The functionality of SQL FIrewall in terms of white list of SQL queries is similar to the functionality of the Database Firewall, however, there are a number of different features - sometimes it is better to use one, and sometimes it is better to use the other. Database Firewall is a network solution for monitoring SQL traffic, allowing you to monitor not only Oracle DBMS, but also other DBMS (MySQL, MSSQL, Postgre etc). In the case of a non-Oracle DBMS, the choice of Database Firewall is obvious. In the case of Oracle, in many cases the built-in SQL FIrewall has advantages. Let's figure it out.

Benefits of Database Firewall:
- support for various DBMS;
- graphical on-prem administration console (SQL Firewall allows on-prem administration only through scripts / stored procedures, graphical console - in Oracle Data Safe, which is a cloud product);
- no additional load on the DBMS, since all work is performed on a dedicated Database Firewall server;
- various deployment options are possible, including Host Monitor and Network Sniffer.

Benefits of SQL Firewall:
- the component is built into the Oracle DBMS, and monitors all requests without exception, including requests coming from inside - from stored procedures, etc.;
- no network delays;
- no delays in the analysis of encrypted SQL traffic, since the analysis is performed after the traffic is decrypted;
- a more complete request context available at the analysis stage;
- is part of the DBMS, does not require separate hardware and client software settings;
- there is no option to bypass it.

IMHO, the use of SQL Firewall will be preferable in situations where it is only necessary to block suspicious traffic in the DBMS, the use of DBF in cases where monitoring of SQL queries is required not only for the Oracle DBMS and in general DBF is part of a corporate DAM (Database Activity Monitoring) solution. There are many options in the middle for when you want to use both products.

- What about the Database Vault?

The SQL Firewall functionality of creating a “trusted path” intersects with Oracle Database Vault, i.e. how exactly the client accesses the server (driver, program, host / port, etc.). For example, access is allowed from the application server, but not directly from SQL Plus. But in SQL Firewall, this trusted path can be associated with bad/good SQL queries, and Database Vault is better used to create realms, protection areas with mandatory access control. That is, it makes sense to use Database Vault and SQL Firewall together.

- So what should we license?

As for now it is expected that SQL Firewall can be used if you have purchased Database Vault or Oracle Audit Vault and Database Firewall (or both). SQL Firewall is included in some cloud database services.

- Do I need a subscription to Oracle Cloud Infrastructure?

Oracle is aggressively promoting cloud services, in particular Oracle Data Safe, and also includes many paid options in basic DBaaS subscriptions. At the moment, for SQL Firewall, built-in reports and UI are announced only in the cloud Oracle Data Safe, the use of which with the onprem DBMS is paid and requires a subscription, but not expensive. In the first option, you will have to use scripts / stored procedures, integration with Audit Vault is possible. With cloud-based databases that come with Database Vault functionality (such as Autonomous Data Warehouse / Transaction Processing), the use of both SQL Firewall and Data Safe will be free of charge.

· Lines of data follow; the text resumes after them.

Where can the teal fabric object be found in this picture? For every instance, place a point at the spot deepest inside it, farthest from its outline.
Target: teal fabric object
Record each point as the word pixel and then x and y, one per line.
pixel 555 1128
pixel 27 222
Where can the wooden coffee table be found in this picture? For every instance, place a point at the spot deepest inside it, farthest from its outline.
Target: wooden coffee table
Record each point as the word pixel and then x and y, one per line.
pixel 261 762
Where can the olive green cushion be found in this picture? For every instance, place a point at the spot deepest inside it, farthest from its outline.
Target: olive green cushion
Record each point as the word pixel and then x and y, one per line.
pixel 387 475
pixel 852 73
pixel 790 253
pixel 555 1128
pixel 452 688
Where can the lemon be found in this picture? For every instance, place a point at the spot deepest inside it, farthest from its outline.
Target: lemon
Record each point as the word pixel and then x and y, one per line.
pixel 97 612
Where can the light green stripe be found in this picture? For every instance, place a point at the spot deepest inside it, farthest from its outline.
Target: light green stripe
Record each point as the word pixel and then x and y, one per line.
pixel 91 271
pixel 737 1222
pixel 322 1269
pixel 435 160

That is, a subscription to OCI is optional, but desirable.

Conclusions: SQL Firewall in Oracle Database 23c can partially replace AVDF (in terms of creating a white list of SQL queries and blocking suspicious queries) and Database Vault (in terms of a trusted path), but does not completely replace these products. From a licensing point of view, it is especially convenient to use SQL Firewall if you've licensed Database Vault and need SQL query blocking functionality, or you've licensed AVDF and need trusted path functionality. Well, and get ready to move to the cloud, at least partially.